Stratejik İK’ya giden yol


İnsan Kaynakları’nın şirketlerin stratejik bir bileşeni olması gerektiği, uzun zamandır üzerinde konuşulan bir konu. Ancak yine de İK hala, birçok organizasyonda bir destek fonksiyonu; özellikle maliyet yaratan bir fonksiyon olarak görülüyor. Çalışanlar ise tatile çıkmaya hazırlanırken ya da hastalık izni alacakları zaman İK departmanlarının yolunu tutuyor. Evet, tüm bunlar da İK’nın rolünün bir parçasıydı ancak iş dünyası hızla değişiyor. Artık İK’nın geleneksel görevlerinin ötesine ulaşarak, organizasyonun stratejik planının bir parçası olması şart hale geldi.

Uzun yıllardır büyük şirketlerde sürdürdüğü İK alanındaki kariyerini temel alarak “Roadmap to Strategic HR” isimli bir kitap yazan Ralph Christensen ise sorduğu bazı kilit sorularla, bu konuyu biraz daha basitleştiriyor: “Yöneticiler ve İK arasında nasıl bir işbirliği ortamı yaratabiliriz? İK fonksiyon ve süreçlerinin zayıf yönlerini nasıl belirleyebilir, bunların üstesinden nasıl gelebiliriz?” Christensen, bir İK departmanı için stratejik ortaklığa giden yolun kısa olmadığını kabul ediyor, ancak ona göre İK’nın ilerlemesi ve gelişmesi bu zorlu sürecin üstesinden gelebilmesine bağlı.

Kitapta ayrıca, bu yol haritasının Christensen’ın Başkan Yardımcısı olarak görev yaptığı Hallmark şirketinde nasıl uygulandığı da ayrıntılarıyla aktarılıyor. Bu vaka çalışması sayesinde okurlar, gerçek bir İK departmanının sürekli konuşulan ancak seyrek olarak başarılan bir hedefe; şirket büyümesine gerçekten katkı sağlama hedefine nasıl ulaştığını öğrenme şansına ulaşıyor.

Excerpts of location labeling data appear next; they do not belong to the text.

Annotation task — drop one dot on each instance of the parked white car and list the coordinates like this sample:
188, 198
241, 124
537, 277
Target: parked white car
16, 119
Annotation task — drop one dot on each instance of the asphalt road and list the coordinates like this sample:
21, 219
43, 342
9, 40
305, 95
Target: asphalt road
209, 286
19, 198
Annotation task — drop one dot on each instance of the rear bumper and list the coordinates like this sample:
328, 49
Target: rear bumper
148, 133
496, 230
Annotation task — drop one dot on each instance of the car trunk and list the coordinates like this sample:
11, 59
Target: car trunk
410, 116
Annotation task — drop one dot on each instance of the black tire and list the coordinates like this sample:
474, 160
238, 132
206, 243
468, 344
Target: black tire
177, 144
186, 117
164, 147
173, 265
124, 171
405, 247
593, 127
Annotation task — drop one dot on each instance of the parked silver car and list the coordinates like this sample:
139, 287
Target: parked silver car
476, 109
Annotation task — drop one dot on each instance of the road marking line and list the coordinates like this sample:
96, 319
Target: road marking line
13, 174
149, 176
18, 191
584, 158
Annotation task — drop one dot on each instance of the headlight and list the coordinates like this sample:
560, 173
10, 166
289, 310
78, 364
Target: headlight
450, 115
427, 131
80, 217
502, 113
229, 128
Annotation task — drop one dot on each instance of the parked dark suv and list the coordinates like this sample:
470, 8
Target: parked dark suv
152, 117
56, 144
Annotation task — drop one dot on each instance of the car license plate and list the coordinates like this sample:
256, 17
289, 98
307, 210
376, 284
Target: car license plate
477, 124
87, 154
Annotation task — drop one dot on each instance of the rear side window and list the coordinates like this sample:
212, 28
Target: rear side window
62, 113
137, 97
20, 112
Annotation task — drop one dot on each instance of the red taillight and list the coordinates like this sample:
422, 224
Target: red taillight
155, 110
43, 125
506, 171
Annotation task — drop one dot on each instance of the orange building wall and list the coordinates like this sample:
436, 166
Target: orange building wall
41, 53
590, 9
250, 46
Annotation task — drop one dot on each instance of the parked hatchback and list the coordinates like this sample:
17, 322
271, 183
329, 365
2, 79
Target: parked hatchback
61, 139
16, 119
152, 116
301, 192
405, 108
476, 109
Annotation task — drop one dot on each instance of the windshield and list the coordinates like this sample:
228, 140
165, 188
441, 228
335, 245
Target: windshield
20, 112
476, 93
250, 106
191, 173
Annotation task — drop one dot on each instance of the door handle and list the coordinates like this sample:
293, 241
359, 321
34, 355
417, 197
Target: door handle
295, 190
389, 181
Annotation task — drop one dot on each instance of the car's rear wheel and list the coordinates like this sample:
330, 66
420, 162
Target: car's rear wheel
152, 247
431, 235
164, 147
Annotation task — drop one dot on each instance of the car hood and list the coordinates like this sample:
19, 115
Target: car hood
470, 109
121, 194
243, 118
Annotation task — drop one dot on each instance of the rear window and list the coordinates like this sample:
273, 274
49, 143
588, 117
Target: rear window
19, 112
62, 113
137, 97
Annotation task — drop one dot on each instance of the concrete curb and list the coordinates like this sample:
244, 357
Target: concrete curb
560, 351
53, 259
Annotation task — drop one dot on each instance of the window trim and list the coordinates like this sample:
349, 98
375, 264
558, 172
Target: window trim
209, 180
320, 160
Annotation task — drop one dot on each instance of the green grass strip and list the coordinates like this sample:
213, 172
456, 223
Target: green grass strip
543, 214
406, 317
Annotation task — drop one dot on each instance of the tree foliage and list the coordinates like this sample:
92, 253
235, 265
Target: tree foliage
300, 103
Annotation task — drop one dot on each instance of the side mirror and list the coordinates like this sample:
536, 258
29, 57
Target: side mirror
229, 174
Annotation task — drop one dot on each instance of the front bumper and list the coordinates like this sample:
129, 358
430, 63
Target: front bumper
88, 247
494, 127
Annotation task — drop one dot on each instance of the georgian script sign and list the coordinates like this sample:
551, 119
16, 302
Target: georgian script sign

HRDERGİ: Öncelikle kitabınızın temel dayanak noktaları konusunda bize bilgi verir misiniz?

Ralph CHRISTENSEN:
Kitabımın iki temel dayanak noktası olduğuna inanıyorum: Kurumların içindeki İK uygulayıcılarının, İK alanındaki ilerlemelere katkıda bulunabileceği pek çok şey var. Bu nedenle deneyim ve önerilerini daha sesli ve daha açık biçimde paylaşmaları gerekiyor. Bulgularımız, akademisyen arkadaşlarımızın yaptığı araştırmalar kadar kesin olmasa da, sahip olduğumuz deneyimler çok önemli. Bunların daha açık bir biçimde paylaşılması gerekiyor.

Gelelim ikinci dayanak noktasına… İK profesyonelleri organizasyonlarının başarısında dikkate değer bir rol oynayabilir. Ancak bunu yapabilmek için şunları geliştirmeleri gerekiyor:

• İşi anlayışları,
• İşle ilgili konuları organizasyonel ve insani çözümlere çevirebilme becerisi,
• Liderlerin ihtiyaçlarına yanıt veren araç ve süreçlerin geliştirilmesine yardımcı olma becerisi,
• Cesur bir adım atarak lider haline gelme becerisi.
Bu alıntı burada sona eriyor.